This is the mail archive of the
gcc-patches@gcc.gnu.org
mailing list for the GCC project.
Re: [PATCH, i386]: Fix PR target/35714: x86 poor code with pmaddwd
- From: "H.J. Lu" <hjl dot tools at gmail dot com>
- To: "Uros Bizjak" <ubizjak at gmail dot com>
- Cc: "gcc patches" <gcc-patches at gcc dot gnu dot org>
- Date: Wed, 7 May 2008 11:49:14 -0700
- Subject: Re: [PATCH, i386]: Fix PR target/35714: x86 poor code with pmaddwd
- References: <5787cf470805070603w3465e039h2ffbdcc4ec6607f0@mail.gmail.com>
Hi Uros,
This patch may have caused:
http://gcc.gnu.org/bugzilla/show_bug.cgi?id=36174
H.J.
On Wed, May 7, 2008 at 6:03 AM, Uros Bizjak <ubizjak@gmail.com> wrote:
> Hello!
>
> As mentioned in the PR, the problem is, that in
> ix86_expand_binop_builtin we handle all binop builtin functions with
> ix86_fixup_binary_operands (UNKNOWN, tmode, xops).
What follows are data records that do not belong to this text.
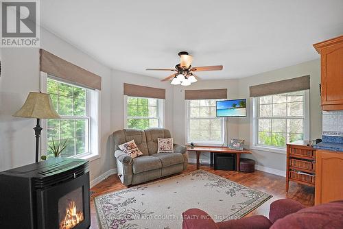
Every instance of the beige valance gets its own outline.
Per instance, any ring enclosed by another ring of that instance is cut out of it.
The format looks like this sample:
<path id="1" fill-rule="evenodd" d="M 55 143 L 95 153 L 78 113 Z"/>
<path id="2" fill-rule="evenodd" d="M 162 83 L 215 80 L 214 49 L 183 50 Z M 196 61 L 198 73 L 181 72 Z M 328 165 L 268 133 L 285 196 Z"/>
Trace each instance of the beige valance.
<path id="1" fill-rule="evenodd" d="M 259 97 L 307 90 L 309 89 L 309 75 L 251 86 L 249 89 L 250 97 Z"/>
<path id="2" fill-rule="evenodd" d="M 228 89 L 185 90 L 185 99 L 227 99 Z"/>
<path id="3" fill-rule="evenodd" d="M 66 81 L 93 89 L 102 89 L 102 77 L 40 49 L 40 71 Z"/>
<path id="4" fill-rule="evenodd" d="M 124 83 L 124 95 L 165 99 L 165 89 Z"/>

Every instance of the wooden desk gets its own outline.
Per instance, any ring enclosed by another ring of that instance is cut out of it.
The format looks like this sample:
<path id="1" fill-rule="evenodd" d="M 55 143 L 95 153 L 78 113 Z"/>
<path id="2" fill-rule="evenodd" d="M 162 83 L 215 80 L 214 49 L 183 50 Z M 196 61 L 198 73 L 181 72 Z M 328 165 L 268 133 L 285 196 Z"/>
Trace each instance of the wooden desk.
<path id="1" fill-rule="evenodd" d="M 248 149 L 243 150 L 236 150 L 230 149 L 226 147 L 211 147 L 211 146 L 195 146 L 193 148 L 191 148 L 191 147 L 187 147 L 187 151 L 191 152 L 196 152 L 196 168 L 199 169 L 200 167 L 200 154 L 202 152 L 210 152 L 211 154 L 211 167 L 213 165 L 213 153 L 220 153 L 220 154 L 236 154 L 237 158 L 237 171 L 239 171 L 239 158 L 241 157 L 241 154 L 251 154 L 251 151 Z"/>

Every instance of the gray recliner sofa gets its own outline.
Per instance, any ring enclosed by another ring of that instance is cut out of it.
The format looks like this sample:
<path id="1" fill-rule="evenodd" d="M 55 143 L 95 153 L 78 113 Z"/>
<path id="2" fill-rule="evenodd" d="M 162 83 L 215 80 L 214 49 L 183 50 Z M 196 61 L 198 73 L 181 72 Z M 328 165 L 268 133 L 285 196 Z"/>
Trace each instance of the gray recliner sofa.
<path id="1" fill-rule="evenodd" d="M 137 184 L 186 169 L 188 155 L 185 146 L 174 144 L 173 153 L 157 154 L 157 138 L 170 137 L 170 132 L 163 128 L 144 131 L 124 129 L 115 132 L 115 156 L 121 182 L 126 186 Z M 132 139 L 143 154 L 135 158 L 123 153 L 118 147 Z"/>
The problem with
> UNKNOWN is, that it doesn't trigger commutative optimizations
> (matching op1/2 with src) for instructions with commutative operands.
>
> Unfortunatelly, a lot of patterns assume that their operands will be
> magically fixed for their ix86_binary_operator_ok insn constraint, so
> some work was needed to introduce correct expanders in this case.
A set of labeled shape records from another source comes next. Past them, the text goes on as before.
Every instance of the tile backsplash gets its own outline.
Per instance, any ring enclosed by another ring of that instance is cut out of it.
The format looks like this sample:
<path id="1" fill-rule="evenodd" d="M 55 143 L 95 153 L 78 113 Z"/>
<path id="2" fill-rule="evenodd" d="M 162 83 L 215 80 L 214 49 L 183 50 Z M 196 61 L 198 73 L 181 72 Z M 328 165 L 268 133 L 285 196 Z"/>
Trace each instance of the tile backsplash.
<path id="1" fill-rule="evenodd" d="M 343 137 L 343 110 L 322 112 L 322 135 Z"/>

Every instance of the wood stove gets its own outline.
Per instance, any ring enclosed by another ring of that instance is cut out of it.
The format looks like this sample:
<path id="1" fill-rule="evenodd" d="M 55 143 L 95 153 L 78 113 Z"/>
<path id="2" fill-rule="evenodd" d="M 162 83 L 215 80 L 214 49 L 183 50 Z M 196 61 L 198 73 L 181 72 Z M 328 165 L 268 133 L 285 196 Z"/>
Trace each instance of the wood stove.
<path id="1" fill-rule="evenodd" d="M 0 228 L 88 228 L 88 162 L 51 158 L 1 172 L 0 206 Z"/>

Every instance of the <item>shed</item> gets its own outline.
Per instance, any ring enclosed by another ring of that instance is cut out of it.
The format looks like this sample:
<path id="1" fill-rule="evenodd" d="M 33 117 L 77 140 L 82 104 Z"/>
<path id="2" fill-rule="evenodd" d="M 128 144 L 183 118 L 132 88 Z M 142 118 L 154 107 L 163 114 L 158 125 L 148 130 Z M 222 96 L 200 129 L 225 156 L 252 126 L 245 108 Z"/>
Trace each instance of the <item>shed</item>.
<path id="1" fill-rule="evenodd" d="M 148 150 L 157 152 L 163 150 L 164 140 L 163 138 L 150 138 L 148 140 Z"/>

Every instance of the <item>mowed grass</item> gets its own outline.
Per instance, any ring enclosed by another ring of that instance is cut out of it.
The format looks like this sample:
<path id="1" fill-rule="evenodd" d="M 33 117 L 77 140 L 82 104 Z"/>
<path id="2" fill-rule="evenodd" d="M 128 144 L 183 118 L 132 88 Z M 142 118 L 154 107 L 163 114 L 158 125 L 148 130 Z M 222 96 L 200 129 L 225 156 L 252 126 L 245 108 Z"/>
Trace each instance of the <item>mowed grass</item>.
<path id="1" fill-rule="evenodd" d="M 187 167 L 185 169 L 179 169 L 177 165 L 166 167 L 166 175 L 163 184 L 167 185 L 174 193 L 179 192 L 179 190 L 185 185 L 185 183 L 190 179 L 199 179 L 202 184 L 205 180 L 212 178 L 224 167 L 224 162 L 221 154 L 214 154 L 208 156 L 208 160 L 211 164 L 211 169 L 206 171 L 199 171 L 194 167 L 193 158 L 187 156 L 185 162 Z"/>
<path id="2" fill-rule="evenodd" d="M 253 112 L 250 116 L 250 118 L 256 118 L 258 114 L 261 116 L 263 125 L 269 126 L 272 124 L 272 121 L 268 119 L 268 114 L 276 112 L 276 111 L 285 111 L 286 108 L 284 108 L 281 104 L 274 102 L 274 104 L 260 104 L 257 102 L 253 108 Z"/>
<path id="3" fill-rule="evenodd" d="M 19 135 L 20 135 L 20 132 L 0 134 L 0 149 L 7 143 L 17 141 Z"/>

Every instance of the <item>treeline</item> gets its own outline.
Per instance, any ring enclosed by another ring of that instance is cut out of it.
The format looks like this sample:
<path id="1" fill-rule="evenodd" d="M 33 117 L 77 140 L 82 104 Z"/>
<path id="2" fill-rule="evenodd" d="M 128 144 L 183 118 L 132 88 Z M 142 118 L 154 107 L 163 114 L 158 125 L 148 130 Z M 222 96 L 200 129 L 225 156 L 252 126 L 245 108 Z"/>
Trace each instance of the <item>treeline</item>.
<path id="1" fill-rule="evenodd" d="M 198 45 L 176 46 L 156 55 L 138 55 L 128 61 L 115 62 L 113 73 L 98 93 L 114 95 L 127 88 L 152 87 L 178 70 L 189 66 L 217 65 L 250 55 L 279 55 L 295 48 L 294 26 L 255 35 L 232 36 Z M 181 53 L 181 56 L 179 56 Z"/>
> Attached patch also cleans a couple of invalid operand predicates and
> removes operand fixups in a couple of places.
>
> As for the testcase; for the code from PR:
>
> --cut here--
> #include <emmintrin.h>
>
> extern __m128i a;
>
> __m128i madd (__m128i b)
> {
> return _mm_madd_epi16(a, b);
> }
>
> __m128i madd_swapped (__m128i b)
> {
> return _mm_madd_epi16(b, a);
> }
> --cut here--
>
> compiles with -O2 -msse2 to
>
> madd:
> pushl %ebp
> movl %esp, %ebp
> subl $8, %esp
> movdqa a, %xmm1
> pmaddwd %xmm0, %xmm1
> movdqa %xmm1, %xmm0
> leave
> ret
>
> madd_swapped:
> pushl %ebp
> movl %esp, %ebp
> subl $8, %esp
> movdqa a, %xmm1
> leave
> pmaddwd %xmm1, %xmm0
> ret
>
> where patched gcc creates one insn sequence:
>
> madd:
> pushl %ebp
> movl %esp, %ebp
> subl $8, %esp
> pmaddwd a, %xmm0
> leave
> ret
>
> madd_swapped:
> pushl %ebp
> movl %esp, %ebp
> subl $8, %esp
> pmaddwd a, %xmm0
> leave
> ret
>
> 2008-05-06 Uros Bizjak <ubizjak@gmail.com>
>
> PR target/35714
> * config/i386/mmx.md (mmx_subv2sf3): New expander.
> (*mmx_subv2sf3): Rename from mmx_subv2sf3 insn pattern.
> (*mmx_eqv2sf3): Rename from mmx_eqv2sf3 insn pattern.
> (mmx_eqv2sf3): New expander. Use ix86_fixup_binary_operands_no_copy
> to handle nonimmediate operands.
> (*mmx_paddwd): Rename from mmx_paddwd insn pattern.
> (mmx_paddwd): New expander. Use ix86_fixup_binary_operands_no_copy
> to handle nonimmediate operands.
> (*mmx_pmulhrwv4hi3): Rename from mmx_pmulhrwv4hi3 insn pattern.
> (mmx_pmulhrwv4hi3): New expander. Use
> ix86_fixup_binary_operands_no_copy to handle nonimmediate operands.
> (*sse2_umulv1siv1di3): Rename from sse2_umulv1siv1di3 insn pattern.
> (sse2_umulv1siv1di3): New expander. Use
> ix86_fixup_binary_operands_no_copy to handle nonimmediate operands.
> (*mmx_eq<mode>3): Rename from mmx_eq<mode>3 insn pattern.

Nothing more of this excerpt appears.